LDAPs are annual withdrawals that begin by the end of the year in which the beneficiary turns 60, then continue for the life of the beneficiary. There are maximum annual withdrawal limits if government contributions exceed private contributions, as well as minimum payouts based on a formula provided by the CRA.

Regarding taxation, when you make a withdrawal from an RDSP, your private contributions are not subject to tax. However, both federal contributions (CDSB and CDSG) and income and growth from the RDSP account will be taxed as income.

Does the RDSP impact government benefits?

First, the good news: “In every province and territory the RDSP is exempt as an asset,” says Joel Crocker of PLAN. This means RDSP assets won’t affect eligibility for provincial benefits such as the Ontario Disability Support Program.
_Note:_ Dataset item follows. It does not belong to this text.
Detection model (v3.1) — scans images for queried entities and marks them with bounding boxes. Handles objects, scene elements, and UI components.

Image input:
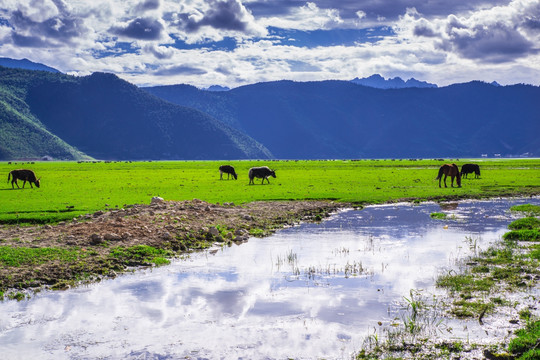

When money is paid out of a RDSP it won’t impact any federal benefits, such as the Canada Child Tax Benefit, the HST/GST Credit, Old Age Security or Employment Insurance.

But depending on the province or territory, income-tested benefits could be impacted. That’s because income from RDSP withdrawals may be completely or only partially exempted. For instance, in B.C. money withdrawn from an RDSP is completely exempt from being claimed as family income, but that’s not the case in New Brunswick. Check with your provincial government to determine how you might be impacted.

Over the long haul

It’s possible beneficiaries could lose their DTC status if they are no longer considered severely impaired. This is something that concerns Alan Whitton because certain types of disabilities, like his son’s autism, require DTC reapplication every 10 years. If Rhyse, who has high-functioning autism, was later denied the DTC, Whitton will have two choices. He could collapse Rhyse’s RDSP, but that would ­involve repaying all CDSG and CDSB amounts collected within the last 10 years. Or, he could apply for an “election” in which a medical practitioner certifies that the beneficiary’s condition will likely return within the next five years. During this dormancy period, no contributions can be made, the RDSP wouldn’t be eligible for grants or bonds, and carryforward rules wouldn’t apply in the event that the disability returned. Withdrawals, however, can be still made.

When a beneficiary dies, the RDSP must be closed, and any grants and bonds obtained within the last 10 years must be repaid. All amounts remaining in the plan must then be paid out to the beneficiary’s estate to be taxed accordingly.

The RDSP certainly has its imperfections, but overall it’s a huge step forward for disabled people and their families. Looking at Rita Kerkmann’s situation, in the six years since she started using an RDSP, she’s seen her $8,000 of contributions grow to more than $32,000. She expects the funds will keep growing quickly in the years to come. “With the return I’m getting on my money, you can’t do better,” she enthuses. “It gives me peace of mind for my daughter’s future.”